Camino por Puan pensando en buscar un buen bar para armar mi bunker.
- Hay uno en la esquina que se llama “Sócrates”
- ¿Es bueno?
- No sé, nunca fui…
- Pero al filósofo dueño del boliche, ¿me lo recomendás?
Le saco de entre sus nervios pre-examen una sonrisa tibia y le doy un beso de despedida. Él entra y yo sigo caminando. Once años atrás yo hubiese buscado algún escondite para espiarlo, para ver si se anima a algún pase de faja, o una bandeja, un tapón mágico o un tiro de tres. Él hubiera detectado que estoy sentado por ahí y me hubiese dedicado un “shhh…” marcando claramente los límites entre padre espectador y deportista en cancha.
Voy en dirección a Pedro Goyena. Un portero me salpica apenas con el chorro de su manguera. Ese atisbo de humedad en mis pies me hace cambiar de plan. No pide disculpas, pero lo comprendo porque en realidad me acaba de regalar una sensación placentera.
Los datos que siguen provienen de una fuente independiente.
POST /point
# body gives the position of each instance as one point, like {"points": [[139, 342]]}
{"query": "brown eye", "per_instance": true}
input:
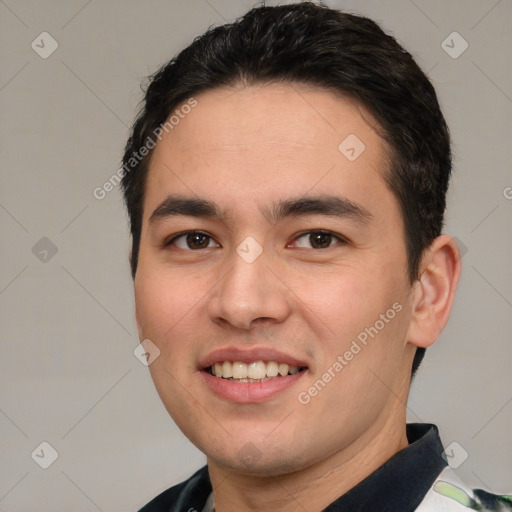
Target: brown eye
{"points": [[318, 240], [193, 240]]}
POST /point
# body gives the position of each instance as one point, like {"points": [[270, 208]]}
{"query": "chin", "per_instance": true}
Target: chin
{"points": [[249, 460]]}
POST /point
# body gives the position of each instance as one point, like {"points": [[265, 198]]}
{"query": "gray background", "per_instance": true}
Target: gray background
{"points": [[67, 370]]}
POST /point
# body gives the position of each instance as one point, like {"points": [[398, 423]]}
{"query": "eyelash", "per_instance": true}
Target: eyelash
{"points": [[336, 236]]}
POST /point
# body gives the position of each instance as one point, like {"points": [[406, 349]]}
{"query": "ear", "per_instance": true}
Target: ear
{"points": [[434, 292]]}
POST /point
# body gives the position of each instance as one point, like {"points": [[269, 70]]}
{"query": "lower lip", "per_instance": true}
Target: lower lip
{"points": [[251, 392]]}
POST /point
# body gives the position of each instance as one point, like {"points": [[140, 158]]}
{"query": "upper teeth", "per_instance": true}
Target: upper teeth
{"points": [[256, 370]]}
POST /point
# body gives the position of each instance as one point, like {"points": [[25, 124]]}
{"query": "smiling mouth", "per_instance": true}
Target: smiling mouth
{"points": [[257, 371]]}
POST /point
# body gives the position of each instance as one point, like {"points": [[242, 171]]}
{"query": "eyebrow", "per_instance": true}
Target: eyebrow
{"points": [[301, 206]]}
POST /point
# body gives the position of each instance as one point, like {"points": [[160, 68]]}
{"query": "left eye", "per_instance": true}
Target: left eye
{"points": [[319, 239]]}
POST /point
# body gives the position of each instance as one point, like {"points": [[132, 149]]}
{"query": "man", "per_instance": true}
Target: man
{"points": [[286, 184]]}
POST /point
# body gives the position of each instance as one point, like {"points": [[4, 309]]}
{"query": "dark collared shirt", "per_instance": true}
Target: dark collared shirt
{"points": [[416, 478]]}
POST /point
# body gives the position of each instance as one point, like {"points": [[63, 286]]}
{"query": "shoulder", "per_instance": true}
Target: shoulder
{"points": [[188, 494], [450, 494]]}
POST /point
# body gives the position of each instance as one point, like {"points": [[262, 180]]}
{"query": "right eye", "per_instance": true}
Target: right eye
{"points": [[191, 240]]}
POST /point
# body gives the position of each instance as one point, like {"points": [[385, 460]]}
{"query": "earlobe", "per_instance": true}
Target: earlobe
{"points": [[434, 292]]}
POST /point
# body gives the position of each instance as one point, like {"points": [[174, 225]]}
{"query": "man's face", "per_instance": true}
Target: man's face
{"points": [[258, 287]]}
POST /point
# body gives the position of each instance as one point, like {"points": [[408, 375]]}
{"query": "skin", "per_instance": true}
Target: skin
{"points": [[245, 148]]}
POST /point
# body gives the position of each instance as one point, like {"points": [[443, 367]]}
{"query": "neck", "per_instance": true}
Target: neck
{"points": [[312, 488]]}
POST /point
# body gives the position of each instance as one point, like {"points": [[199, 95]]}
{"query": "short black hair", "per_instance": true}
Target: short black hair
{"points": [[324, 47]]}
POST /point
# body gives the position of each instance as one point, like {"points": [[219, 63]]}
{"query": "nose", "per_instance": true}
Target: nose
{"points": [[250, 293]]}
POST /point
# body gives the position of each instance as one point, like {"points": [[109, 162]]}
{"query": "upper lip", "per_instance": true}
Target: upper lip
{"points": [[248, 355]]}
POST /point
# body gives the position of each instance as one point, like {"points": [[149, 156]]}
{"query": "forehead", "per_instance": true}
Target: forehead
{"points": [[269, 140]]}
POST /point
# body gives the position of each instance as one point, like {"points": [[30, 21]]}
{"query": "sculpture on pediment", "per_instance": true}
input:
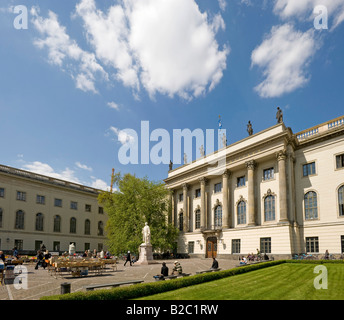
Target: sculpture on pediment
{"points": [[279, 115], [249, 128]]}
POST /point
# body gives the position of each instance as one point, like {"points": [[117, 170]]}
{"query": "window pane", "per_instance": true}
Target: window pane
{"points": [[311, 206]]}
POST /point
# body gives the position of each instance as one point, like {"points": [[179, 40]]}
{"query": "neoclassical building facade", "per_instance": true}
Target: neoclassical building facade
{"points": [[36, 209], [275, 191]]}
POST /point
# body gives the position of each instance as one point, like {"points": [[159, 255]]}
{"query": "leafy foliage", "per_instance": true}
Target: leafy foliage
{"points": [[135, 202]]}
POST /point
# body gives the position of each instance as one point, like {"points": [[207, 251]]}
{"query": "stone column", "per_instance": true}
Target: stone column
{"points": [[203, 202], [185, 208], [172, 207], [250, 186], [225, 211], [281, 156]]}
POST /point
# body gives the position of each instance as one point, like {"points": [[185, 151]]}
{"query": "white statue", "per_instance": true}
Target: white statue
{"points": [[71, 249], [146, 234]]}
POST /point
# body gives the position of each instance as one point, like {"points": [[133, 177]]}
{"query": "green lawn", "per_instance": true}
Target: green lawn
{"points": [[289, 281]]}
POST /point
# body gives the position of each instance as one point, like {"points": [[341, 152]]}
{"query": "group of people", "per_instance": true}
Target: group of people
{"points": [[130, 259], [95, 254], [42, 259]]}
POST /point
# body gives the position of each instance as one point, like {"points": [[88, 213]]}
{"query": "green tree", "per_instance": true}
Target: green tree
{"points": [[135, 202]]}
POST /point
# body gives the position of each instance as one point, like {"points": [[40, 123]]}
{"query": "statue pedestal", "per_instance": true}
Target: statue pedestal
{"points": [[146, 254]]}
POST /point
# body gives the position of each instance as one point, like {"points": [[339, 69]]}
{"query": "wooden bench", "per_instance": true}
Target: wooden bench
{"points": [[181, 275], [115, 284], [208, 270]]}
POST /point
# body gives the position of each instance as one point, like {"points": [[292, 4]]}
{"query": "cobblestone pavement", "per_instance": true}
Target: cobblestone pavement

Estoy sensible.
Cruzo y busco alguna calle silenciosa. Percibo aromas de Tilo, desodorizante, jazmín… Los barrios a esta hora son distintos, dentro de un rato no sé si va a valer la pena esta caminata. Una señora vestida de largo espera pacientemente a su perrito que olfatea por ahí, un hombre duerme sobre la vereda y su imagen me sobresalta. Cambio el paso, doblo. Ahora camino a lo largo de una cortada de árboles frondosos y caserones, captura mi atención una casa plagada de dispositivos de seguridad, un vecino que pasa con su perrito en brazos percibe la escena y me dice:
- Sonría. Le están sacando una foto.
Sonrío.
- ¡Es en serio, eh!, reafirma.
Ya en la avenida, los edificios sustituyen a los caserones que han sucumbido a los negocios inmobiliarios, los frentes de las casas ahora son locales comerciales y los silencios se reconvierten a ruido de motores. No me gustan las avenidas, parecen todas iguales.
Entro a Sócrates y encargo un café en jarrito. Tan solo por unos segundos se me ocurre pedirlo en vaso como hacía mi papá, pero rápidamente desisto. No voy a encontrar más ni aquel calorcito entre mis manos, ni aquél sabor ni aquella textura. Y mucho menos el café me va a devolver a mi viejo. Saco una foto y la mando. Al toque el sabio me contesta:
- Perfecto, ya me anoté primero. Había gente pero para otras cátedras.
Mi trabajo ya está hecho, que los filósofos decidan.